All cloud is not the answer for all BI: business critical processes should stay in-house, writes Mervyn Mooi, director at Knowledge Integration Dynamics (KID).
Recent international research shows steady growth in the number of organisations implementing cloud-based business intelligence (BI). Dresner Advisory Services research puts the growth at 6% last year, while the international Business Application Research Center (BARC) and Eckerson Group, say the rate of adoption has increased dramatically in the past few months.
Dresner’s study finds that ad hoc query, advanced visualisation, dashboards, data integration and data quality, end-user self-service and reporting are the most required cloud BI features.
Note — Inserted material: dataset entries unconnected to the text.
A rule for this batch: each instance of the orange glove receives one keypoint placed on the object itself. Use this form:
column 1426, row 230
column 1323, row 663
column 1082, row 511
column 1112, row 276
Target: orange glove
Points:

But while the cloud has certainly expanded our options for BI and big data analysis, it is unlikely that this surge in uptake means companies are using the cloud for all their BI, or indeed any of their mission-critical BI.
In our experience, large enterprises holding confidential and mission critical data still prefer to keep that data on-premise and run BI and analytics on that data on-premise. BI in the cloud – particularly in the public cloud – Is not taking place as quickly as people thought it would.
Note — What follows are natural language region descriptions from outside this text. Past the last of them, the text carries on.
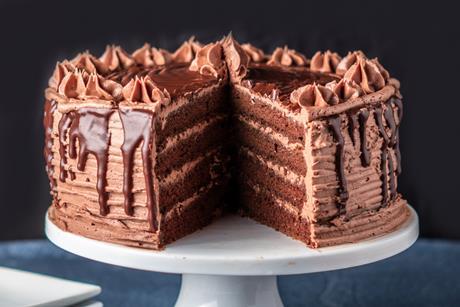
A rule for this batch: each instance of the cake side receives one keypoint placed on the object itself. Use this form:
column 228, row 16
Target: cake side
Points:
column 148, row 182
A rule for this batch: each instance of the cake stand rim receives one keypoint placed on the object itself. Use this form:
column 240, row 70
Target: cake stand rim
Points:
column 315, row 260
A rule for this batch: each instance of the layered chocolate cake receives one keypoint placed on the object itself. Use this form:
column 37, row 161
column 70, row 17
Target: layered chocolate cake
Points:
column 142, row 149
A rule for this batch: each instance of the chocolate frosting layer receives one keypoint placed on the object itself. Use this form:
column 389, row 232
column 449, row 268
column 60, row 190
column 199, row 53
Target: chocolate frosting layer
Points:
column 314, row 95
column 325, row 62
column 115, row 58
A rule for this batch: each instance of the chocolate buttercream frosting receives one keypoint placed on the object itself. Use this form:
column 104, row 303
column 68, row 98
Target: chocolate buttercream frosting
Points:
column 324, row 62
column 237, row 58
column 148, row 56
column 255, row 54
column 115, row 58
column 314, row 95
column 144, row 90
column 208, row 60
column 287, row 57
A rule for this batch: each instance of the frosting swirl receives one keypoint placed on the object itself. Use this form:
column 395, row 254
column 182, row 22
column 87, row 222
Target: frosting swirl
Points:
column 367, row 74
column 187, row 51
column 62, row 68
column 89, row 63
column 255, row 54
column 314, row 95
column 148, row 56
column 115, row 57
column 143, row 90
column 79, row 84
column 73, row 84
column 287, row 57
column 324, row 62
column 208, row 60
column 237, row 58
column 345, row 89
Enterprises have good reason to be cautious: not only does POPI demand exceedingly high levels of vigilance around control and management of confidential data, but in some industries, the very models used to analyse the data are the result of years of evolutionary development and the business’s competitive advantage depends on them.
Insurance companies and other financial institutions, for example, have highly advanced modelling that allows them to viably offer new solutions to market or control overheads and remain competitive.
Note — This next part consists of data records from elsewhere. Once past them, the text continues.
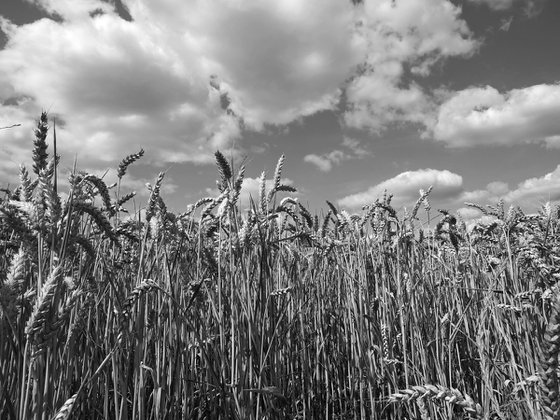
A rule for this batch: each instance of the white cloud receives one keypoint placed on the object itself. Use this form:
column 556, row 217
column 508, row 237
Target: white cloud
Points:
column 163, row 80
column 407, row 34
column 326, row 161
column 531, row 8
column 484, row 116
column 528, row 194
column 538, row 189
column 405, row 188
column 250, row 189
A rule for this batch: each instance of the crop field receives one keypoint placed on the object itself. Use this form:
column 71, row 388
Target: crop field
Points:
column 269, row 311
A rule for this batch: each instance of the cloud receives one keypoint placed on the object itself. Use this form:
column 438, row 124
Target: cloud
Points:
column 250, row 189
column 405, row 188
column 325, row 162
column 484, row 116
column 528, row 194
column 542, row 189
column 179, row 79
column 405, row 39
column 530, row 8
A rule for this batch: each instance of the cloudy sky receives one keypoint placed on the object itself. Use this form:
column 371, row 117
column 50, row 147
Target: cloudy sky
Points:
column 361, row 96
These models are so important in some sectors that many enterprises hire specialised data scientists in a bid to develop the ‘ultimate algorithm’ that will help them identify new niches and optimise efficiencies. Putting this important company IP in the cloud is a risk many companies are not yet willing to take.
In addition, effective BI requires data integration and data preparation, which has a huge processing overhead. In the case of fairly traditional BI, in which historical data is analysed, or where small pockets of data are to be used, the cloud is up to the challenge. But when BI moves to address ever-changing real time data, as in the case of a myriad sensors, air control systems or vehicle trackers, the cloud is not necessarily as elastic as vendors might like us to believe.
Huge processing capacity and pipes may be needed to churn vast amounts of data on an ongoing basis, and despite dedicated capacity and lines, cloud platforms do have their limitations and are typically shared to some extent, putting constraints on big data analysis.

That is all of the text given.